我捂着胸口只觉得一股天旋地转的眩晕感涌了上来,心脏几乎被刹停,我无力的扯着他的袖子,呜咽着现在想来是卑微的质问:
“你说什么?”
“诶……”春树拉着销售员似的长音,就是那种礼貌但是轻蔑侮辱的长音笑着说,“那种……”
为了完美的人设,春树从来都没说过难听的话,这次也是欲言又止。
我低声下气的说:“你想说什么?想说我明明有个那么过分的酗酒乱搞的妈吗?”
后来在他同学家的床上想起这件事的时候,我通常会把情话喊的更大声一些,来掩盖喉咙中的呜咽感。
不过当时我一把火烧上来,火冒三丈到想不出话回骂他。
就在我想要扯开嗓子随便大吼大叫,大闹一场的瞬间,手术室的门“砰”一声用力打开。
“请两位冷静一点。
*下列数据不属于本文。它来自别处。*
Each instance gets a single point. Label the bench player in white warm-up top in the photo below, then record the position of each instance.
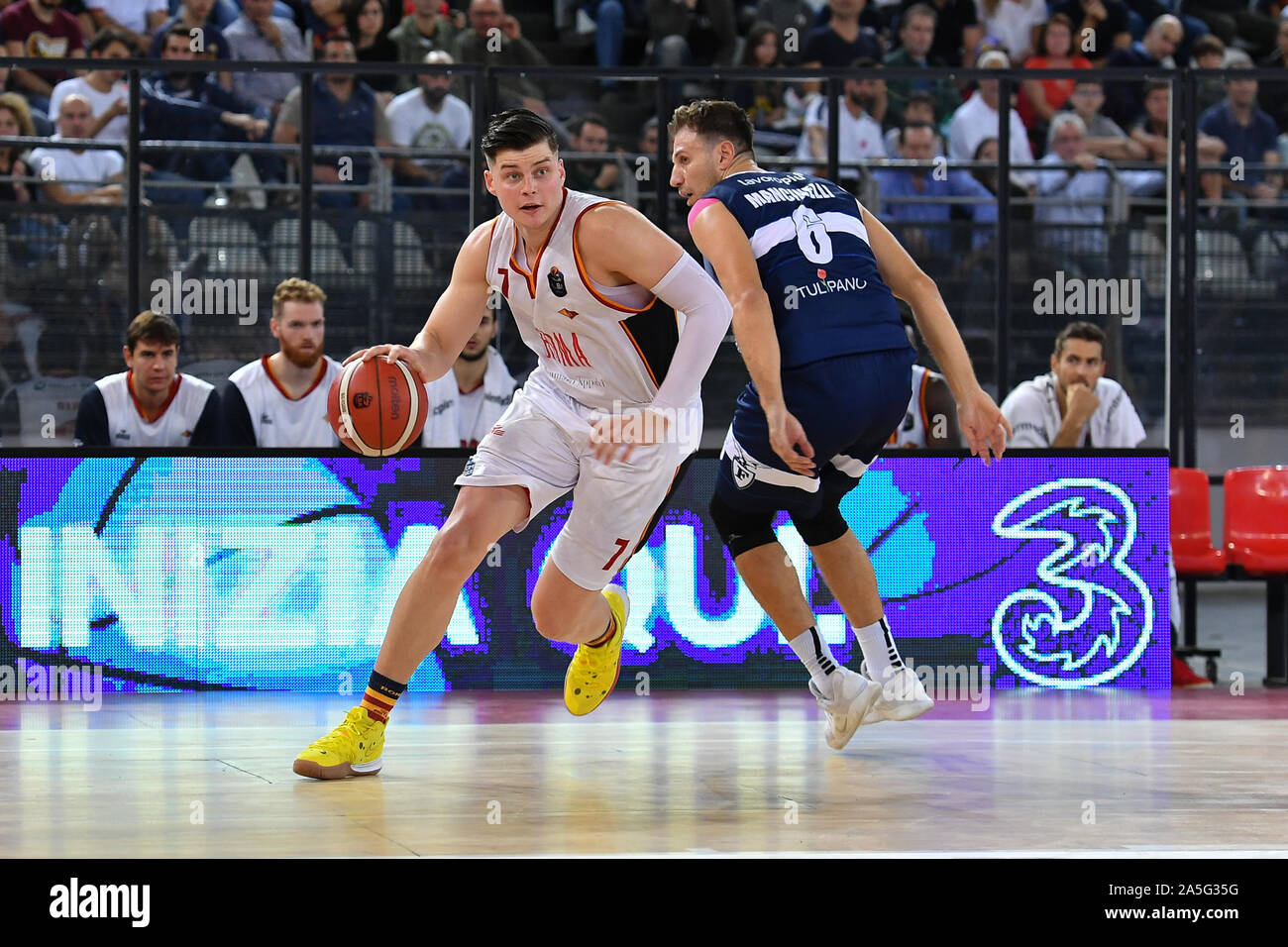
(610, 411)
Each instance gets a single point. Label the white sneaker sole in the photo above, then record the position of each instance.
(316, 771)
(854, 718)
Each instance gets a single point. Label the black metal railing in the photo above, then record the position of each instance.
(387, 258)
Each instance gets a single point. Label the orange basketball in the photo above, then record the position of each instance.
(381, 407)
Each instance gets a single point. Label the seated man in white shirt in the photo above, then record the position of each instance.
(71, 175)
(977, 120)
(1073, 405)
(429, 116)
(468, 401)
(42, 411)
(150, 403)
(103, 88)
(859, 133)
(279, 399)
(1076, 406)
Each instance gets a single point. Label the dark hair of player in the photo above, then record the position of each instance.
(151, 326)
(715, 121)
(516, 129)
(1086, 331)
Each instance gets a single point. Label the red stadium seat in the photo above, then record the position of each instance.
(1256, 519)
(1192, 525)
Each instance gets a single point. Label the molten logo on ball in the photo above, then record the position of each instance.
(394, 398)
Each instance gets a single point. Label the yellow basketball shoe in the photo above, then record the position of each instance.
(351, 749)
(592, 673)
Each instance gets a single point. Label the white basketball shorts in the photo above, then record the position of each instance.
(542, 444)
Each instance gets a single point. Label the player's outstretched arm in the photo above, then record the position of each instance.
(627, 244)
(722, 243)
(980, 420)
(455, 316)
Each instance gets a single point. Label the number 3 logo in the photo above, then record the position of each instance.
(811, 236)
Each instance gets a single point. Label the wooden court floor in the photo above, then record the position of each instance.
(674, 772)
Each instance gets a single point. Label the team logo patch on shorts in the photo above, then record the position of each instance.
(557, 282)
(743, 468)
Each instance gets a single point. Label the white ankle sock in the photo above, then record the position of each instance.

”
身穿手术服的医生取下口罩,发出宏亮的声音说道:
“令千金平安无事。虽然伤到脑袋,又大量出血,但不碍事。也几乎不会留下伤疤。”
医生一口气说完后,“呼”地吐了一口气。
我全身无力,瘫坐在长椅上。
“看吧,这不就没事了。”我没有漏听春树轻声低喃的这句话。
不过,当时的我已经没有精力回嘴了。
后来听知纱说,受伤的原因是“跑着跑着撞到桌子”这种极为常见的情况。我曾怀疑过是不是春树推开或撞飞知纱,害她受伤这种最糟糕的情况。
因此听到真正的原因时,着实松了一口气。但我还是无法原谅春树,
更别提爱他了。
我明显地对春树感到厌恶。
我确定春树会对我和知纱——我们这个家庭造成伤害。
“快点收拾行李搬出去住不就好了。”
提到这种话题时,肯定会有人这么回答。
换作是其他心地善良的人,势必也会如此建议吧。
事实上我也认为就某种程度来说,这是个还算实际的解决方法。
但是我无法认同。
为什么搬出去总是女人、母亲、妻子呢?
理由非常明显。
因为家这个单位,是建立在丈夫——男人的所有物这种价值观之根基上的。
妻子、女人,以及孩子,不过是借住在那里罢了。
法律也是以这种价值观为前提,户主通常是丈夫。
我不认同。
我的身心不认同。
因为知纱是我的孩子,是我生下来的。
知纱是我的女儿。这个家、这个家庭是属于我的。
应该消失的是春树才对。
我开始产生这种想法。
这时,真琴和野崎开始到家里来玩。
之后发生了几件不可思议的事情,
春树就真的消失了。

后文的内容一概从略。